Он покрутил колесико на макаронине и стал считать капли.

–Стоян, что такое метрогил?

–Дезинфектор… Трихопол…

–Трихопол?!! Но ты же его тете Клаве приносил, когда у Дезькиного щенка болел живот!

–Святая истина. Это лучшее средство для лечения кутят.

Я надулся и повернул голову к стене, но лежать неподвижно на спине было очень неудобно.

–Стоян! Папа придет сюда?

–Придет! Придет! – он уже оставил капельницу в покое и теперь пытался аккуратно завернуть в полотенце круглую грелку со льдом, похожую на детский берет с помпоном.

-А где он сейчас?

–Беседует… наверное… с Натальей Ибрагимовной.

–Так долго? Обо мне?

–Еще чего! О прыще таком! У них один общий конек – наука. Держи лед!

–Какая наука?

–Господи! И была же возможность воспользоваться моментом и зашить тебе рот!

–А разве папа понимает что-нибудь в зубах?

–Что значит "понимает в зубах"? Прямо, как о лошадях! Ты хоть знаешь, в каком отделении лежишь?

–Не-е-е.

–В отделении челюстно-лицевой хирургии. Представляешь, какая здесь требуется ювелирная работа? А Наталья Ибрагимовна была здесь ведущим хирургом.

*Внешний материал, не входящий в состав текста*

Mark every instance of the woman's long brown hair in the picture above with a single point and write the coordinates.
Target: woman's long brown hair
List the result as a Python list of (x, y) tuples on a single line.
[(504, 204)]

–Но она же такая маленькая!

–Да, маленькая, зато хирург – большой.

–А наука?

–Что "наука"? У Натальи диссертация о новом методе лечения воспалений, а Роман физиолог. Ну, куда, куда ты лед прикладываешь?!

–Какой новый метод?

–Такой, который только что на носу у тебя лежал.

–Ледяной?

–Лечение холодом. Успокоился?

–Долго они будут это обсуждать?

–Откуда я знаю. У нее в диссертации собрано двадцать определений процесса воспаления. Тут главное, чтобы они на семнадцатом не застряли. Там, где говорится о воспалении как о двигателе эволюции.

–Революции?!

–Все! Молчи! На тебя учение об эволюции не распространяется!

–Ну что ты злишься?! Здесь холодильник рычит, как бульдозер. Я и не расслышал.

–Кстати, когда капельницу уберут, а я уйду, сам будешь брать лед из морозилки. Я тебе свои часы оставлю, жабеныш щекастый.

–И книжку какую-нибудь!

–Еще чего! Об этом пусть отец позаботится. Ты еще телевизор попроси из дома притащить.

–А тот, что здесь, разве не работает?

–Это приманка, вроде блесны.

–Для кого?

 

–Не-е-т! Сейчас попрошу Оксану вколоть мне димедрол, а то у меня крапивница от твоих вопросов появляется!

Я обиделся и замолчал.

Холодильник выключился, и стало тихо.

Первым нарушил молчание Стойко. Он вытащил иглу из одной бутылки и воткнул ее в другую. Потом приволок к кровати стул, уселся на него и вдруг заявил:

–Нуте-с, Юрий Романович! Самое время снять с вас признательные показания. "Колись", друг мой, как это тебе удалось сломать зуб?

Я криво улыбнулся. Очень криво.

–Шарфик… – сказал я и тут же почувствовал, что меня мутит.

–Стоян, меня тошнит!

–"Спокойствие, только спокойствие!" Дыши глубоко и медленно. Давай вместе вдо-ох, вы-ы-ыдох…

Он слегка приподнял мне голову и поставил на грудь лоток, похожий на дольку ореха кешью.

–Ну, как?

–Лучше.

–Тебе действительно нехорошо, или ты так уходишь от ответа? Каким это шарфиком ты бредишь?

–Не мучай меня, Стойко! И вообще, имею я право на личную жизнь или нет?

–Зуб даю… имеешь! – засмеялся мой следователь и переставил лоток на тумбочку.